One of the most important things I learnt when raising my dc was that children often watch, learn and behave in response to how you react to things yourself.

My view is that how much a new mother enjoys the baby and toddler years, and I think studies bear this out, correlates directly to how much your partner steps up and supports you and the household and gets stuck in with nappy changing and night wakings. If you are a supportive team, it’s all so much more enjoyable. It’s crap when you feel sleep-deprived, isolated and let down.

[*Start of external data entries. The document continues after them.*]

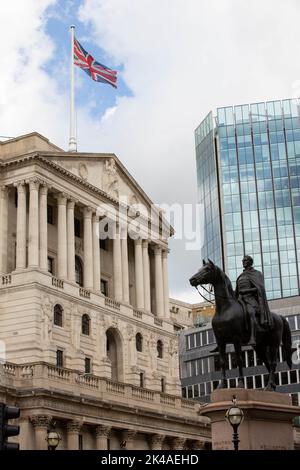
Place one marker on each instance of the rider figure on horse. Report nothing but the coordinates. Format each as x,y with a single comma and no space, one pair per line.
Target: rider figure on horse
250,292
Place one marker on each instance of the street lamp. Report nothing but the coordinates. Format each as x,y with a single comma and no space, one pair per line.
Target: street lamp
235,416
53,439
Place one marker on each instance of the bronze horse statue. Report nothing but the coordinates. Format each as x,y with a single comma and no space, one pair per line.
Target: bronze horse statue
231,326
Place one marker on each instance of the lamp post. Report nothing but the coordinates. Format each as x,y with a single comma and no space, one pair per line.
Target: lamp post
53,439
235,416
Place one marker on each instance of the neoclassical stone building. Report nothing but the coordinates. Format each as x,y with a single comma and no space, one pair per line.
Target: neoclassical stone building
86,336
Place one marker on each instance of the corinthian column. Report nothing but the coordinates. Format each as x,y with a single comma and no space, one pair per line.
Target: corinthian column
62,236
21,226
139,274
88,248
125,275
96,254
166,282
33,245
3,228
71,240
117,265
43,228
159,288
146,267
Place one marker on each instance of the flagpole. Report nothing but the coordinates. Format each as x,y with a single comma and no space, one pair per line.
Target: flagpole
72,140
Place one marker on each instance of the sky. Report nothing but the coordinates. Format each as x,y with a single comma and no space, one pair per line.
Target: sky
176,61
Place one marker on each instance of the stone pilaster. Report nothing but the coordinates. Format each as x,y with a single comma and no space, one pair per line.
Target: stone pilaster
88,249
96,253
71,240
139,274
128,437
73,430
146,268
117,265
102,435
159,288
33,229
62,236
125,274
166,283
41,424
21,225
43,228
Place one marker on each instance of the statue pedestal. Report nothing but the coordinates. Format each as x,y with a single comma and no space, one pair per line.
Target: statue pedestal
267,421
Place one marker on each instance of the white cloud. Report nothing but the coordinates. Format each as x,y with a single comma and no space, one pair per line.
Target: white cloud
181,59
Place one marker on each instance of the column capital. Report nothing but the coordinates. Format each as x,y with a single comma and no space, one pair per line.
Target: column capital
61,199
156,440
40,421
74,426
34,183
103,431
157,250
71,203
87,212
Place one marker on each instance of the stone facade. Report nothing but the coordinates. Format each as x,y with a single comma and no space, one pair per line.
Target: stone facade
85,326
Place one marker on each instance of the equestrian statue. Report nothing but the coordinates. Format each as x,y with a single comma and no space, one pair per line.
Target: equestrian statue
243,318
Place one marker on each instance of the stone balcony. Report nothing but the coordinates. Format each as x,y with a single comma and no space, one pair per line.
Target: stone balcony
44,376
42,279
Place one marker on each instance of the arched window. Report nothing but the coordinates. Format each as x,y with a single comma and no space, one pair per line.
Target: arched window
85,324
78,271
139,342
57,315
160,349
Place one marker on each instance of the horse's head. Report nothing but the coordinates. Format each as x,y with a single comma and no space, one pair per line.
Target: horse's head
205,275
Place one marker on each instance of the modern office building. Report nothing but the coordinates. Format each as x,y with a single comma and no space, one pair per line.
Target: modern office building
248,170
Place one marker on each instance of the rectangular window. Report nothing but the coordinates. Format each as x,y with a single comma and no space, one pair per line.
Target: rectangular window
77,228
104,287
50,214
50,265
87,365
59,358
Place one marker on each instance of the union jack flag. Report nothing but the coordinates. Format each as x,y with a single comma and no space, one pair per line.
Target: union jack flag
94,69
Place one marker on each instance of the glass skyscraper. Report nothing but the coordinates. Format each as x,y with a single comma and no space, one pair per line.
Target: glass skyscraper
248,171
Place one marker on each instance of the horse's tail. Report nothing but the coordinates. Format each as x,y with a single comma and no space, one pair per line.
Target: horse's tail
286,342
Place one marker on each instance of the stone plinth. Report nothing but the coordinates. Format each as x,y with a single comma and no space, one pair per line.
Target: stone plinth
267,421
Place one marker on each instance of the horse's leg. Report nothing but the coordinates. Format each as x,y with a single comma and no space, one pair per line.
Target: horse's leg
222,352
271,385
239,360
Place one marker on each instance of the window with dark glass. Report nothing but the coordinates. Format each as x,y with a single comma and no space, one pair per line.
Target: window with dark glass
59,358
50,214
50,265
78,271
77,227
139,342
104,287
142,379
58,315
85,324
87,365
159,349
104,244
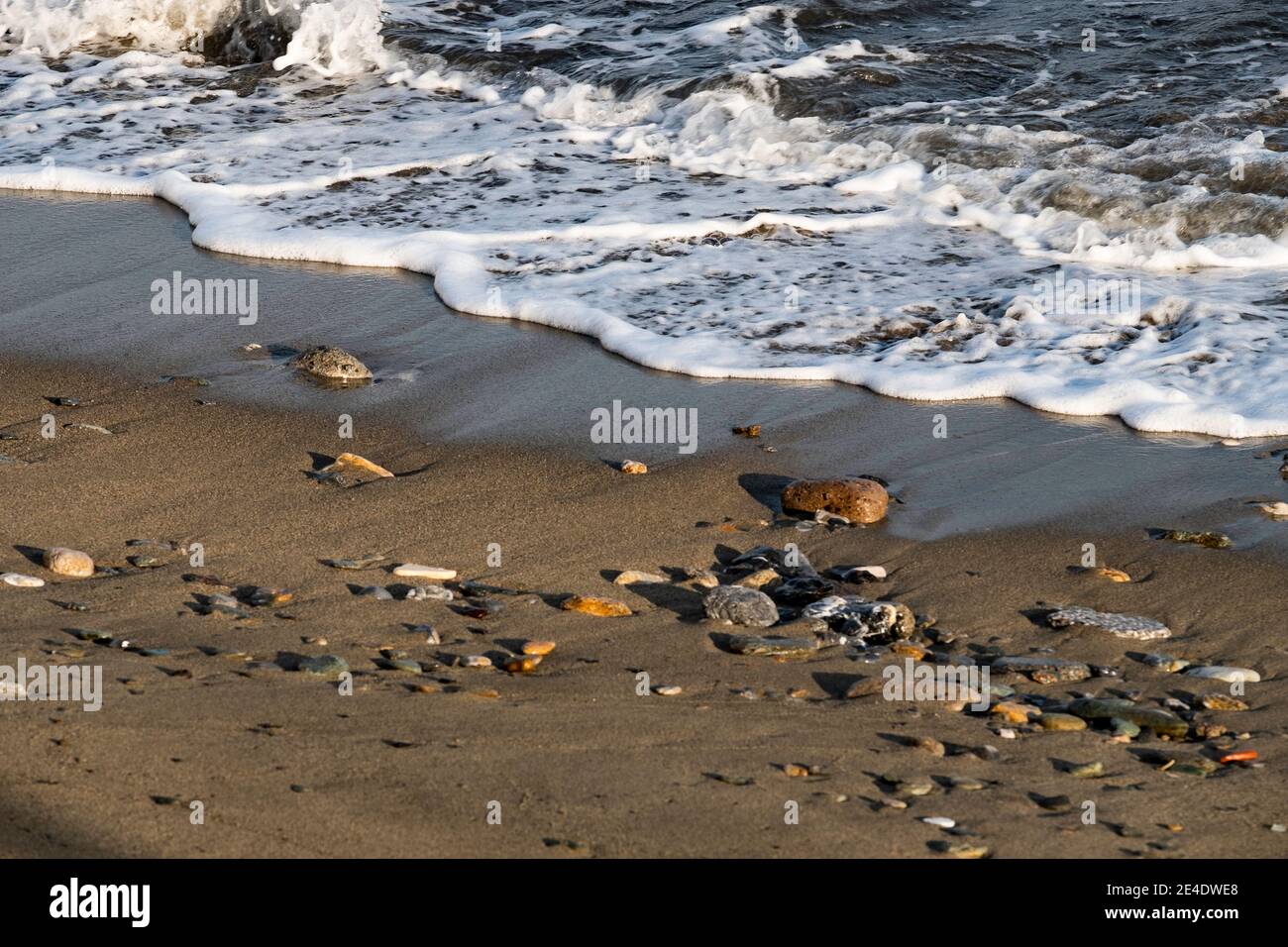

So your choice of partner is crucial! It’s definitely worth a serious conversation about expectations and how parenthood roles and how task distribution worked in his family!

The other thing is good mh support in case of post-partum depression - again a partner’s involvement can be a game-changer - but I wouldn’t recommend someone with poor mh trying to conceive until they have good support systems and strategies in place.

Finally, I think financial stability can help too, so there is a bit of slack in your schedule so that you have the time to go at the pace of a baby and toddler when necessary, and sometimes when it’s not strictly necessary but you are feeling tired. Of course this is not always possible but it helps if you don’t have to always get up after a bad night to rush to fit in with the demands of work and the crèche and you can build in a recovery day every week or so or whatever.

Good luck op! Parenting is roughly a two-decade marathon or longer. Everyone has bits they enjoy and bits they find more challenging! You need to have confidence and faith in your own way of navigating the tough patches. The irony is, that as soon as you get a handle on one phase, they grow and everything changes! No one does it perfectly! But most stumble through ok and you learn to roll with the punches!

Mrsttcno1 · 31/07/2025 13:19

onetrickrockingpony · 31/07/2025 13:12

Hi OP, so the good news is that if you go into it thinking it’s going to be dreadful then you may be pleasantly surprised at how well you handle it. Regarding sleep, I actually found that a baby really helped with my insomnia because I was so tired and it wasn’t really about me anymore, I fell asleep because I needed to sleep.

However, the most important thing here how involved and committed your partner is - you will thrive as long as your partner is a good and committed and engaged father who pulls his weight and truly shares responsibilities 50/50. If you suspect he’s going to be rubbish, then you’ll be in for a rough ride.

Totally agree with this re. the importance of a good partner. I have no doubt that my experience of motherhood would have been vastly different and much harder if I didn’t have a great husband who is truly a real partner in every sense of the word.